The Shadow Grid: Big Tech’s Quiet Takeover of America’s Power
AI data centers are forcing hyperscalers to build their own energy infrastructure
On February 28, 2026, the United States and Israel launched Operation Epic Fury: a joint military campaign that struck more than 1,000 Iranian targets in the first 24 hours, killed Supreme Leader Ali Khamenei – and demonstrated that artificial intelligence is now part of the operational backbone of modern warfare.
The AI system most closely linked to U.S. operational support was Claude. Reporting indicates Anthropic‘s model was used through the Pentagon’s Maven Smart System, aided by Palantir (PLTR) in the broader defense-AI stack, to help process imagery, communications, and other intelligence inputs at machine speed.
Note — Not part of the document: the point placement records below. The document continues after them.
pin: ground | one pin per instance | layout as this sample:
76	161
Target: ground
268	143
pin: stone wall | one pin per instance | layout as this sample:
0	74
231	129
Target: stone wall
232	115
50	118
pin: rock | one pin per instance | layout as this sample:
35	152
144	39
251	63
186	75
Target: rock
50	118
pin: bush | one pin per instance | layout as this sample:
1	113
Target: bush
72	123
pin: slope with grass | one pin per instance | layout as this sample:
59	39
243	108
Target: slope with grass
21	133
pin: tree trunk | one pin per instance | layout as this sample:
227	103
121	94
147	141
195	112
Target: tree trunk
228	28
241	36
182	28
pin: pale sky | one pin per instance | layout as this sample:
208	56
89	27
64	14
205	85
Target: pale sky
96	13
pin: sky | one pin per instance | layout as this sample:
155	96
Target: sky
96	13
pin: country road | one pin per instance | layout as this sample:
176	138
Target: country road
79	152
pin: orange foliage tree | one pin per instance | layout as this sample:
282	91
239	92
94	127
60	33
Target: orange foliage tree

The result was a compressed kill chain: targets were analyzed, prioritized, and acted on faster than traditional human-only workflows could manage.
Five days later, on March 4, the same country staged a very different kind of event.
President Trump gathered the CEOs of Alphabet (GOOGL), Microsoft (MSFT), Meta (META), Amazon (AMZN), Oracle (ORCL), xAI, and OpenAI at the White House for a signing ceremony. They signed something called the Ratepayer Protection Pledge – a commitment, the administration said, to keep AI-driven data center expansion from raising household electricity bills by pushing hyperscalers to build, bring, or buy the power and infrastructure they need themselves. Some observers have started calling that emerging system the “shadow grid.”
The press covered both events, and not many people connected them. But they should have…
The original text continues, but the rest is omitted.